The interesting and really a poignant comment in the retelling by Matthew is the reaction by the women. It wasn’t just great joy, it was fear, too. We get to see Jesus, again! What does that mean? For Him? For us? I always imagined Jesus’s mother so relieved but still so sad. Her son is not really her son, anymore. He is the Messiah and he has saved the world.

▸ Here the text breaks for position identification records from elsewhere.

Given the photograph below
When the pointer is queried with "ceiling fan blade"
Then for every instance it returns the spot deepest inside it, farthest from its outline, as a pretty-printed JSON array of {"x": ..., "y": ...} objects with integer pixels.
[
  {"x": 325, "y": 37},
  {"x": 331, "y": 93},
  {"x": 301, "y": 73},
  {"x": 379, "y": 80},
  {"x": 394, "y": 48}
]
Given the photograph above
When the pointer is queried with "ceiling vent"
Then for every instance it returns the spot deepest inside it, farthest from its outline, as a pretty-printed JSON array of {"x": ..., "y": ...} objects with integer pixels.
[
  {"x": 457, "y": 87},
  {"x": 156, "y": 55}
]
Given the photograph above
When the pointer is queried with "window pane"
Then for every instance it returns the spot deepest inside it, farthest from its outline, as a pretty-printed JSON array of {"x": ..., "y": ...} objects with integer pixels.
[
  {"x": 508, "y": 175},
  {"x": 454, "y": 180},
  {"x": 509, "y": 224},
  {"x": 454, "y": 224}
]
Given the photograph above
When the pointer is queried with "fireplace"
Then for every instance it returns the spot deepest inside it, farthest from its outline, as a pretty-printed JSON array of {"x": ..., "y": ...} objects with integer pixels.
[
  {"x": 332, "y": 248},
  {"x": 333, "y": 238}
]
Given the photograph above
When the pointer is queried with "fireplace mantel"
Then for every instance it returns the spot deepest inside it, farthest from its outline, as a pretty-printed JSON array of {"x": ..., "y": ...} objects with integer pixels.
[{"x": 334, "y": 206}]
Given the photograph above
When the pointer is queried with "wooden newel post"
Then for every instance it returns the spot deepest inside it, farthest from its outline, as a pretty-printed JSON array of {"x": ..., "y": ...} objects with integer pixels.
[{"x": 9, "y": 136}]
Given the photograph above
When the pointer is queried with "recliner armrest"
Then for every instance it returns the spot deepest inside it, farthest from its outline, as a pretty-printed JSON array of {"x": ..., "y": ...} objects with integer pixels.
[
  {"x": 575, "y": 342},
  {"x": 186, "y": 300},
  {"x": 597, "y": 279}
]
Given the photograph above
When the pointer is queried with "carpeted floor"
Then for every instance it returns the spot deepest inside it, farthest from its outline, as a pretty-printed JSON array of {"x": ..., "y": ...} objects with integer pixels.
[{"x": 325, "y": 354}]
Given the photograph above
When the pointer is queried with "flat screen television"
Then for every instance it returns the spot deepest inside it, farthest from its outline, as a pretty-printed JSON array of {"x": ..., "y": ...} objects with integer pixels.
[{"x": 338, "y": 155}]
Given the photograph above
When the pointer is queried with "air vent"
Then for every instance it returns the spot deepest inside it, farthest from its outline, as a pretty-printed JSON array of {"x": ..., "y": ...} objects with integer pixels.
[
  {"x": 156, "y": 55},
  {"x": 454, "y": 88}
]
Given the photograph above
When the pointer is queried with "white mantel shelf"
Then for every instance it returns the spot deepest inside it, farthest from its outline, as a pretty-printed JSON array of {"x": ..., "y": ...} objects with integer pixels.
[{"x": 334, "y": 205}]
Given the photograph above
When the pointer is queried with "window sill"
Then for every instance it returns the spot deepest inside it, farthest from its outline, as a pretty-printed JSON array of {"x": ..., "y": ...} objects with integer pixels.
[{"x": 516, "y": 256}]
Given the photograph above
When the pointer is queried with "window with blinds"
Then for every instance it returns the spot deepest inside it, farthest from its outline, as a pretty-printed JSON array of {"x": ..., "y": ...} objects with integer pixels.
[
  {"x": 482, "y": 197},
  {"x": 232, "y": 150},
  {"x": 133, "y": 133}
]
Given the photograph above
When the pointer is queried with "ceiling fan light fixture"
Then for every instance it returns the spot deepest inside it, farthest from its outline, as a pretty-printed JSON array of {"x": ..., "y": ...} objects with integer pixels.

So what does this Easter mean for us, in this time? How is our world rocked? The pandemic will continue for a while more. We will stay in isolation and be apart from loved ones. Still worry about getting “the virus”. And, we still will have other concerns that come along side at this time. Life still continues even during a pandemic.
So, we look to the answer that was given the first Easter morning. Even in our fear and sadness, what God wants most for us is to be filled with great joy. The story reveals to us that the hope and promise of resurrection does not take away the complexity of human emotion. But it does give us what is the answer to Jesus’s death.
Resurrection. Not just life after death. Life in the midst of death is here in this place. Everyday. In the morning, we get to see another sunrise with awe, in the warming sun, we are shaken when we watch a daffodil open, moved as we hold our babies (even from afar) and feel gratitude for this life together, to sigh when we hear our grandparents voice. That those moments bring to us new life even when we are afraid. A resurrected Jesus gives to us hope beyond hope, today and all the days to come.